Of course, there's no point blaming the president for the low ebb baseball has reached this spring, and the sins of owners and players have been so well chronicled since last summer that there's no point recounting them here. However, one thing is worth noting: When Coors Field, all $215 million worth, opens its gates in April, a whole army of Fat Billy Mahargs will likely lumber onto the field to attempt something like baseball. The same travesty will be repeated in every so-called major-league city except Baltimore--where the Orioles owner has said no to scab ball.

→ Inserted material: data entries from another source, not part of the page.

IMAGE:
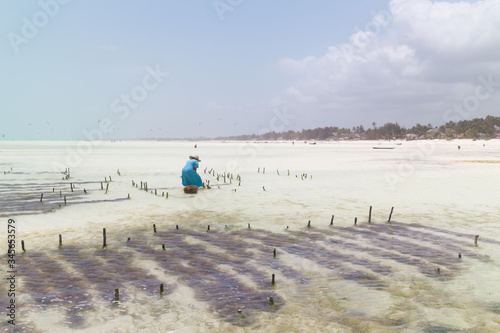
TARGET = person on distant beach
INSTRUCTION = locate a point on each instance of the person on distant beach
(189, 174)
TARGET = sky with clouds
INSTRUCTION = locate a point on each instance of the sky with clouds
(78, 70)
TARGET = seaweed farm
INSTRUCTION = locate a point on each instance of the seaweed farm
(324, 238)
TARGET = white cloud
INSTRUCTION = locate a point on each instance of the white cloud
(412, 62)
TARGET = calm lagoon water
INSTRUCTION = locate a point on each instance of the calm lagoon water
(403, 276)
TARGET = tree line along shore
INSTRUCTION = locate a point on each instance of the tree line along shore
(478, 128)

We should hang our heads.
Meanwhile, a new Gallup poll says that three out of five Americans don't give a damn about baseball anymore. Last year, one suspects, 2.95 out of five Americans didn't care, either. But here in Denver, where Jerry McMorris and company can fool some of the people all of the time, two Colorado Rockies exhibition games (and they should prove quite an exhibition) are already sold out. Not only that, 98 percent of the team's 35,000-plus season-ticket holders have renewed for 1995--not caring to make the distinction between the Mahargs and the Galarragas of this world.
Some call that faith, and some call it gullibility. But one sniff of scab ball should be enough to send most fans home to the barbecue and the boob tube.

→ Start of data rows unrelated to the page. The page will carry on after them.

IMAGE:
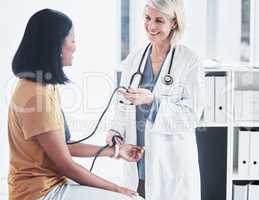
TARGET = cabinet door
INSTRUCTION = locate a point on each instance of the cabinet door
(212, 149)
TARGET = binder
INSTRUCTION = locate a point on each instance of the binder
(243, 153)
(254, 155)
(246, 106)
(253, 191)
(221, 99)
(209, 111)
(240, 192)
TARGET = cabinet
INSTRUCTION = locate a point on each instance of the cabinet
(219, 144)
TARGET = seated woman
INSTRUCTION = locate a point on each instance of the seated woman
(40, 160)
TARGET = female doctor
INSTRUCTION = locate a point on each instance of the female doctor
(164, 108)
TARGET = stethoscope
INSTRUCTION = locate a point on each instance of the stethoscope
(135, 80)
(138, 75)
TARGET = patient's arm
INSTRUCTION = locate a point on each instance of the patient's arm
(57, 151)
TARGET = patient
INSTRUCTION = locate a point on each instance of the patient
(40, 160)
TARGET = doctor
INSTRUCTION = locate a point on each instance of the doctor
(167, 106)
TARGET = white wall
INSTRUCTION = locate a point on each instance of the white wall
(256, 42)
(97, 37)
(194, 37)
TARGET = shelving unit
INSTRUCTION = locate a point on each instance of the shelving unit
(238, 78)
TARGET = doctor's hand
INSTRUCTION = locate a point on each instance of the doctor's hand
(109, 136)
(138, 96)
(130, 153)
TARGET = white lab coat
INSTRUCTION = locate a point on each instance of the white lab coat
(171, 157)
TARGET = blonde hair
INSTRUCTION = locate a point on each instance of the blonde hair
(172, 9)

For even the inner child knows when enough is enough, and when Fat Billy has worn out his welcome.
When last we tuned in to the national pastime, the O.J. Simpson trial, things weren't going so well for America's favorite defendant in the weeping-witness and barking-dog departments. But we'll give you six-to-five right now that the man walks--no matter what prosecutors bring into court, short of a bloody knife with Simpson's prints all over it.
In the meantime, wonder if Number 32 caught this year's Pro Bowl while spooning down his daily bowl of gruel.
Yeah, yeah, that was ten days ago. We know that. But in this case, the principal character has nothing but time on his hands. So, just in case you missed it, Juice, you may as well know that they dissed you in Hawaii, too.
At most Pro Bowls, being there is more important than actually playing, but don't tell that to Chris Warren of the Seattle Seahawks or young Marshall Faulk of the Indianapolis Colts. In the AFC's 41-13 win, both running backs broke O.J.'s 22-year-old Pro Bowl rushing record of 112 yards.
Warren racked up 118 by mid-fourth quarter, but on the very next play, Faulk broke a 41-yarder to bring his total to 180 yards.